Residential schools werden opgericht, toe er in 1867 een wet van kracht met de titel Indian Act. In die wet staat dat de natives in Canada zich moesten aanpassen aan de Europese en christelijke cultuur. Toen al vormden mensen van Europese komaf een meerderheid in Canada. Daarom ook werden ouders van kinderen op een residential school niet bepaald aangemoedigd om contact te onderhouden met hun kinderen.
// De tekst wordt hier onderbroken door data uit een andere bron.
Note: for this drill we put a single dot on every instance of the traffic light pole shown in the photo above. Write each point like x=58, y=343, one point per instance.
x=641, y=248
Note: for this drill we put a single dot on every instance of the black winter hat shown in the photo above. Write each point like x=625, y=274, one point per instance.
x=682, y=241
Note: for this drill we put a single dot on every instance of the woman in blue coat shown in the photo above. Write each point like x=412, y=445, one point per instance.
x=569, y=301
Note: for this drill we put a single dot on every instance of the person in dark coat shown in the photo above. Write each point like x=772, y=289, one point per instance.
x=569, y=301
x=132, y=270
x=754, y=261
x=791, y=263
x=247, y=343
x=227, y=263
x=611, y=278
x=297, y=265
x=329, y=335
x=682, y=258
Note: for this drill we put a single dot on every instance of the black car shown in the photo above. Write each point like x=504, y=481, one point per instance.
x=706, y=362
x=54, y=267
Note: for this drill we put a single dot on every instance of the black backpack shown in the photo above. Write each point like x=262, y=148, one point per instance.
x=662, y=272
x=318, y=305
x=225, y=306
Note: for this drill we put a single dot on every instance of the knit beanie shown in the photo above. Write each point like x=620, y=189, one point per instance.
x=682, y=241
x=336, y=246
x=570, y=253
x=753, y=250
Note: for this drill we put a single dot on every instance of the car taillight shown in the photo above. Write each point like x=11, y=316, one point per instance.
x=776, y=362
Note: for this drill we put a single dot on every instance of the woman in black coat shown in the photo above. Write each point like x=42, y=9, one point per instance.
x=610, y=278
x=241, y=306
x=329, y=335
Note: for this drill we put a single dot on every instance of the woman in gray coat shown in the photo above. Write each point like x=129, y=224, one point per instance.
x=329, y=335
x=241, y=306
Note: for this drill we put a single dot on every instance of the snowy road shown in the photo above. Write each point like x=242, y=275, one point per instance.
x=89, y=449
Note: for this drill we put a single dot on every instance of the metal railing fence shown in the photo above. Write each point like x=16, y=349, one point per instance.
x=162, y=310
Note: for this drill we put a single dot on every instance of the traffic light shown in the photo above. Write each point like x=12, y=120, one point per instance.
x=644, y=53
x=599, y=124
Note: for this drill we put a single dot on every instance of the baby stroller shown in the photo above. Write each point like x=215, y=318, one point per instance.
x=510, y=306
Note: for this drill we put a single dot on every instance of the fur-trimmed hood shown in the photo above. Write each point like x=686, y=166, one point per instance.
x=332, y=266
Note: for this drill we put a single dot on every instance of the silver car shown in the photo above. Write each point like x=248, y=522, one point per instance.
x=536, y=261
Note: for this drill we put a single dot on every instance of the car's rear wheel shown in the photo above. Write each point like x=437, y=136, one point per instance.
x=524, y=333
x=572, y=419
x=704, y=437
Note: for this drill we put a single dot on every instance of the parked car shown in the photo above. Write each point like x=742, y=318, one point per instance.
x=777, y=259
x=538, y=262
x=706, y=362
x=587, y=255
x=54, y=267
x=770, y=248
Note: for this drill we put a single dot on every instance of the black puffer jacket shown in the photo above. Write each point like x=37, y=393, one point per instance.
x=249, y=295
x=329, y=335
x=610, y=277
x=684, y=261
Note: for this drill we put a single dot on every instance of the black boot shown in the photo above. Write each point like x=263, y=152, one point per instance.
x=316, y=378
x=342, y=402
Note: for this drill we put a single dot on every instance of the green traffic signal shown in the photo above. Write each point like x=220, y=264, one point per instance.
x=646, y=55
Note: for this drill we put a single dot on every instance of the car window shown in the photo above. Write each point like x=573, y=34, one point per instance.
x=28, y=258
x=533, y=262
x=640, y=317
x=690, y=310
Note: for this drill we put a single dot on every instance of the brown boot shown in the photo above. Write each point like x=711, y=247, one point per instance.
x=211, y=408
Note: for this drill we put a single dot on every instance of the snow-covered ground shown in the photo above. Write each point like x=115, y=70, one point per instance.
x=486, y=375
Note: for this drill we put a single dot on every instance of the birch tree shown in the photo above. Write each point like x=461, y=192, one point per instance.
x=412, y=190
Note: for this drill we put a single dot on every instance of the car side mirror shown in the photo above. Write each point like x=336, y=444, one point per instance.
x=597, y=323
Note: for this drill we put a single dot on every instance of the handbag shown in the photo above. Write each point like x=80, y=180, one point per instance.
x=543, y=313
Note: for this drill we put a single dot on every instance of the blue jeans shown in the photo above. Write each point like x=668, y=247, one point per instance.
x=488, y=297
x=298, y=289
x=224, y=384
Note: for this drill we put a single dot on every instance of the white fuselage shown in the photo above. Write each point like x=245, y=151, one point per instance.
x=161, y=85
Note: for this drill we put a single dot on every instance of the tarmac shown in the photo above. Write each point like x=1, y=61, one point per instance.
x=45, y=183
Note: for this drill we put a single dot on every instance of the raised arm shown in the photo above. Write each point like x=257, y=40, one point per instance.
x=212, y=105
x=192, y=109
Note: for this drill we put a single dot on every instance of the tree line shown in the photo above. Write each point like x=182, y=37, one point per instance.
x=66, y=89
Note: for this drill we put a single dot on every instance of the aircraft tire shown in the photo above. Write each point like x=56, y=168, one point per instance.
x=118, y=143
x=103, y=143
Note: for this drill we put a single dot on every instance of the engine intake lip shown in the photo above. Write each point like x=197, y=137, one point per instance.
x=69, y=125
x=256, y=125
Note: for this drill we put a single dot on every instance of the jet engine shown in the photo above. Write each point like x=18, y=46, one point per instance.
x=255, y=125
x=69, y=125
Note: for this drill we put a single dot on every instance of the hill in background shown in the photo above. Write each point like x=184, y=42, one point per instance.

Aanvankelijk was het stichten en beheren van residential schools het werk van de regering. Vooral vanaf de jaren ’20 van de 20e eeuw werkten ook kerken hieraan mee. Die zorgden er met name voor dat kinderen van Inuit en andere natives het christendom werd bijgebracht. Onder meer de Anglicaanse Kerk, de Rooms-Katholieke Kerk en de United Church of Canada stichtten en beheerden residential schools.
Tussen 1867 en 1996, toen de laatste residential school in Canada dichtging, zijn ongeveer 150.000 kinderen uit native gezinnen op een residential school geplaatst.
Tegen het einde van de 20e eeuw keerden kerken in Canada zich steeds meer tegen het idee om native kinderen op hun residential schools om te vormen tot model-Canadezen. Ook de Canadese regering keerde zich tegen deze praktijk. Hoe sterk die afkeer was geworden bij de regering, bleek toen het massagraf bij Kamloops was ontdekt.
Nieuw schoolgebouw van de Kamloops Indian Residential School in Kamloops omstreeks 1950
Premier JustinTrudeau sprak toen van “een pijnlijke herinnering aan een donker en beschamend hoofdstuk in de geschiedenis van ons land.”